3) To the left a tag cloud is displayed, with tags ranked in order of descending use frequency. They can be selected by either clicking on them (if they are free-text terms) or clicking on the spyglass symbol to their left (if they are from the controlled vocabulary). This will enter them into the “Add” term box to the right of the screen, where they can be accepted as a tag for the paper. The tag cloud as a default shows the terms used by the current author. “Show all” will display all authors’ tags.
4) To the right, the current selected free-text (top) and controlled vocabulary terms (bottom) are shown. They can be deselected by clicking on the “—” sign to their left. In the centre of the panel, there is a free-text box, where the user can enter free-text terms. Multiple terms can be entered by separating them with commas.

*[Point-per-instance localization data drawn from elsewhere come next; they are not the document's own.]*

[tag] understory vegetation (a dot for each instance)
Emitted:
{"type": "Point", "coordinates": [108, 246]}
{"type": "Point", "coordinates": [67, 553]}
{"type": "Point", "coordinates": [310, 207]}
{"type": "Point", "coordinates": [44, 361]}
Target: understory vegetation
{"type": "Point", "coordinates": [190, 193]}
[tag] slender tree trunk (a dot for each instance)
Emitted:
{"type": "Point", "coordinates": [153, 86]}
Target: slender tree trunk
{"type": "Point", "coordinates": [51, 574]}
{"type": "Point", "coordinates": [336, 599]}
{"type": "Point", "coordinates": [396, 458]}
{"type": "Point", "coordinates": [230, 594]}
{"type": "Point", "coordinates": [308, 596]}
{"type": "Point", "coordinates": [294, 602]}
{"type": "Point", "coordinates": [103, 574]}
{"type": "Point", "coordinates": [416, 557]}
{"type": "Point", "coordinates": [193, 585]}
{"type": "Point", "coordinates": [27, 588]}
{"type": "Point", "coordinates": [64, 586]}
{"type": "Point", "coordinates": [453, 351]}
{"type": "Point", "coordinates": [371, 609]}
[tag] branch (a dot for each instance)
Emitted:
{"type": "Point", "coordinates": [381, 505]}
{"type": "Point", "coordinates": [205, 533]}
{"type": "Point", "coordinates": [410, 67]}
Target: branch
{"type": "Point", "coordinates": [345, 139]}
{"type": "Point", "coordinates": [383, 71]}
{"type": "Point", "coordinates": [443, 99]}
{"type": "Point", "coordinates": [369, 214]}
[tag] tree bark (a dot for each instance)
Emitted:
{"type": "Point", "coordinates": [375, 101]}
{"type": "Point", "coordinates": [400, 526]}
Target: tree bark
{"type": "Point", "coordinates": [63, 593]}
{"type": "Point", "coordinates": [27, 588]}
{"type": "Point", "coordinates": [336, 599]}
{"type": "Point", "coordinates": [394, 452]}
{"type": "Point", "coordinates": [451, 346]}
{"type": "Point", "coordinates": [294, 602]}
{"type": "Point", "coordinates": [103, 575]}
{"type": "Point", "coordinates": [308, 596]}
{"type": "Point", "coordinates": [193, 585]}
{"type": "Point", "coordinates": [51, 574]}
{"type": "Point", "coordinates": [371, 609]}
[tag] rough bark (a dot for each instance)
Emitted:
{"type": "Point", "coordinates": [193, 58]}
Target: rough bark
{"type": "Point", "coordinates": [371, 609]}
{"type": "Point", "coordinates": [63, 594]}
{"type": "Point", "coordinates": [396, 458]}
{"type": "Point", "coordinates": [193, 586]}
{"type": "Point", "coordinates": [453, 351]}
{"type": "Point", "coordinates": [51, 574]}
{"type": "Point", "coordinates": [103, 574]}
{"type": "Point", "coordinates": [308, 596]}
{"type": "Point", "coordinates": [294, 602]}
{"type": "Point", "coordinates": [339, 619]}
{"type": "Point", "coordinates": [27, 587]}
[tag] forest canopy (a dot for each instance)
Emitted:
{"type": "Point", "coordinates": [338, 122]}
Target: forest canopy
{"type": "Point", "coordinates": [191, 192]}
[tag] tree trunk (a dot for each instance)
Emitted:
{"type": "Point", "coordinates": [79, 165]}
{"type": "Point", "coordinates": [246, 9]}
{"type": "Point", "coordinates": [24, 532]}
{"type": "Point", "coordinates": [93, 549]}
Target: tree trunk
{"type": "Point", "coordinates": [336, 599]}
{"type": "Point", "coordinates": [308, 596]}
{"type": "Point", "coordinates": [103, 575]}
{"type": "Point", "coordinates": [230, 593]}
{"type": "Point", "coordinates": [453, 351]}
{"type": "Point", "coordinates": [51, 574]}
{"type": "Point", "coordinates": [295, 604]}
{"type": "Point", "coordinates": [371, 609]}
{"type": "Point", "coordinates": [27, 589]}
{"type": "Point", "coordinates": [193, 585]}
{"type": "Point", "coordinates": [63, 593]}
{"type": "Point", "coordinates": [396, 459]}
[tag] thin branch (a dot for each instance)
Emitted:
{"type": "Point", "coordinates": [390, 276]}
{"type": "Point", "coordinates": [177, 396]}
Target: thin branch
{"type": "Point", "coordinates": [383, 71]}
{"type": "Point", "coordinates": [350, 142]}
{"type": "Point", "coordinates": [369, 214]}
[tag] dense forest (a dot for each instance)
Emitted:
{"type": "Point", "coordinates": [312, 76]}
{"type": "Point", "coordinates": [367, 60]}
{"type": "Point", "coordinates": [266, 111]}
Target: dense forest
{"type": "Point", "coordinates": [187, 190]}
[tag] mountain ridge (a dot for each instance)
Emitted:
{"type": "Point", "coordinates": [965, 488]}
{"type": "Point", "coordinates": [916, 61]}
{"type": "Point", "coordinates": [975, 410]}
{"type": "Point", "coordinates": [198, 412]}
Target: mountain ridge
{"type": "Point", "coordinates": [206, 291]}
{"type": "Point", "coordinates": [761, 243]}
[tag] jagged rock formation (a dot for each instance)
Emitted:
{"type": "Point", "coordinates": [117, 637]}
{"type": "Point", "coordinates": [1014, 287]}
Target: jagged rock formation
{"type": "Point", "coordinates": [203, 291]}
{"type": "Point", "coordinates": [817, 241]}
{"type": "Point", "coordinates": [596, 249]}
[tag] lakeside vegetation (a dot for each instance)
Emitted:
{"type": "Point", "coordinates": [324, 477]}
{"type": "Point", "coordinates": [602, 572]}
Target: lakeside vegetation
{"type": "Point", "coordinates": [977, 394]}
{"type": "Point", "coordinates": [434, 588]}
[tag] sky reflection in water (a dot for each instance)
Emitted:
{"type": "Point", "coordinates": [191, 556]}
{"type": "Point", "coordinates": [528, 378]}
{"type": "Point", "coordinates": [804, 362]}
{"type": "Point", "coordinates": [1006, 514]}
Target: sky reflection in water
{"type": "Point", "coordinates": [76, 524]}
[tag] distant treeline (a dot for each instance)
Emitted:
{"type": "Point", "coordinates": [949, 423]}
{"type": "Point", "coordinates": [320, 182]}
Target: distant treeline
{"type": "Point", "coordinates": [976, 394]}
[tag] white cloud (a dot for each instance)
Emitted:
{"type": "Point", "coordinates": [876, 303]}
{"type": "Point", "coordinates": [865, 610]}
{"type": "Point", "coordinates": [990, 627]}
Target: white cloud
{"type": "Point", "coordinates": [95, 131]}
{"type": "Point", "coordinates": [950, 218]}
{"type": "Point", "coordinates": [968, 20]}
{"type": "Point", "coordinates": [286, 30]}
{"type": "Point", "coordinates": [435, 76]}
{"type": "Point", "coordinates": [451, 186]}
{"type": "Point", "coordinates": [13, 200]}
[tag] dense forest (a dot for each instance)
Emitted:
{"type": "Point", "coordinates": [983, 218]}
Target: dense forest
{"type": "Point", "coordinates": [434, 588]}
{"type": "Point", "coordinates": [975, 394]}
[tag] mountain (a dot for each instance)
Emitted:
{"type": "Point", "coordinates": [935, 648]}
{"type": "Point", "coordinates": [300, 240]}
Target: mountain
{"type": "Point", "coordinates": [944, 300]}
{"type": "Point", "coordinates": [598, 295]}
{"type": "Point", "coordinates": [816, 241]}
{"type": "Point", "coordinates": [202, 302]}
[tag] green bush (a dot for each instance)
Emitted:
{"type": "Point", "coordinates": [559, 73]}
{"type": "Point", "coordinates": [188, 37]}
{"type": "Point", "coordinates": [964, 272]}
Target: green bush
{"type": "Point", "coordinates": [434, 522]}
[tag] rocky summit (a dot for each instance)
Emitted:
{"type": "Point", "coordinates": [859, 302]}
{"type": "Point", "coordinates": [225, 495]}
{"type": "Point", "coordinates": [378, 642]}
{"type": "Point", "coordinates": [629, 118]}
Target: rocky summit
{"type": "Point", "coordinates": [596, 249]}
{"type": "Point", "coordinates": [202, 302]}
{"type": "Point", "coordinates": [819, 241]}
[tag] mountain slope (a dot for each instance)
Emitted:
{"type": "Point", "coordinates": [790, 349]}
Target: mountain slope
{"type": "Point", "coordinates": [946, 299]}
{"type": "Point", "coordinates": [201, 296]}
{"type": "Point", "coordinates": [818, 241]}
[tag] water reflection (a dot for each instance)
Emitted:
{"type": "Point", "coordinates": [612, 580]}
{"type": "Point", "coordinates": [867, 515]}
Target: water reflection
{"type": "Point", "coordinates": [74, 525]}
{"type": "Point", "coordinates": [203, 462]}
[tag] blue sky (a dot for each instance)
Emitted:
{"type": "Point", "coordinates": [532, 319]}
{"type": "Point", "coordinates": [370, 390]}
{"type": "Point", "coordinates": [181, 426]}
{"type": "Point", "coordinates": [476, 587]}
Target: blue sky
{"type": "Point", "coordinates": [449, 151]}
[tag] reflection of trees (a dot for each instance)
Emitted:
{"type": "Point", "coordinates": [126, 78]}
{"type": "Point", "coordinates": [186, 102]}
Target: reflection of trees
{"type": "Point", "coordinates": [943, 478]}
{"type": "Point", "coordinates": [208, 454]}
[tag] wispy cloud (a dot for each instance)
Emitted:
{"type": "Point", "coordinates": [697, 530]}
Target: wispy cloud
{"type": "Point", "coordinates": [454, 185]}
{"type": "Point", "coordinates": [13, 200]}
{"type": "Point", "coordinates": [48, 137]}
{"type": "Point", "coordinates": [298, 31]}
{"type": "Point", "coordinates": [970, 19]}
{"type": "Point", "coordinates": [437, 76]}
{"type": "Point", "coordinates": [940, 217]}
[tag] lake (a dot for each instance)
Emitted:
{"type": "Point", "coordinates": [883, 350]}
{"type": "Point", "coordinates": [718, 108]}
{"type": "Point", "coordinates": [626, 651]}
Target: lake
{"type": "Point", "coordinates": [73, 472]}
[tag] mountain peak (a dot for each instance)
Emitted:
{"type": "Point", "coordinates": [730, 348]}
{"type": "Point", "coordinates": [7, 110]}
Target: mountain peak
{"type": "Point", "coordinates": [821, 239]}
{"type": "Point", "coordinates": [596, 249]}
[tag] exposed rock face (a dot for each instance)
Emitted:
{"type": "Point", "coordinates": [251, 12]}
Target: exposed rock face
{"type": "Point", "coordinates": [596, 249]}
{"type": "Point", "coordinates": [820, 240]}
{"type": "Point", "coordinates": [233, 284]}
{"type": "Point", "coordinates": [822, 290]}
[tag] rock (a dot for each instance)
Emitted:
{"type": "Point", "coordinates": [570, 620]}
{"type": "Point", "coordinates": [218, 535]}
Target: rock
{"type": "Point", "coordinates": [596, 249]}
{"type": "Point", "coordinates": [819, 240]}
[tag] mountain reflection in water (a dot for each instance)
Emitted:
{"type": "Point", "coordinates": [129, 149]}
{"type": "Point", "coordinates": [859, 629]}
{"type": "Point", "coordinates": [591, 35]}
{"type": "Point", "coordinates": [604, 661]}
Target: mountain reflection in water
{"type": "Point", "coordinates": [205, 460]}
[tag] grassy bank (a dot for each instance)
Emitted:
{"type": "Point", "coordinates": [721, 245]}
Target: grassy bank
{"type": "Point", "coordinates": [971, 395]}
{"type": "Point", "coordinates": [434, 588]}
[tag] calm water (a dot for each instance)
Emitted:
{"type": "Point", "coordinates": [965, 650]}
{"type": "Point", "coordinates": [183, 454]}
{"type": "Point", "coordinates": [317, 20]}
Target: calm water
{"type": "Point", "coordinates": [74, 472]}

Once a suitable selection of tags has been made using the tool, the user can accept them by clicking on the “Confirm” button at the bottom of the screen.

The ACM Computing Classification Scheme was the chosen controlled vocabulary. Since its main purpose is to classify papers which are submitted to various ACM journals, it has a widespread awareness and authority within the computing community. It was first imported into SKOS and then into the tool.

The STFC demonstrator is an Apache Cocoon application using combined Java and XML techniques, the underlying database being Oracle. It links dynamically to the STFC ePubs institutional repository so that once the user performs a search in the repository, in a specially adapted edit mode there is an option to enter the Tagger system. Once the system is started, the title and abstract of the work are transferred together with any existing free tags.

Currently the Demonstrator is behind the STFC firewall and is not publically available. STFC are considering whether to develop the system further for use in within the ePubs production system.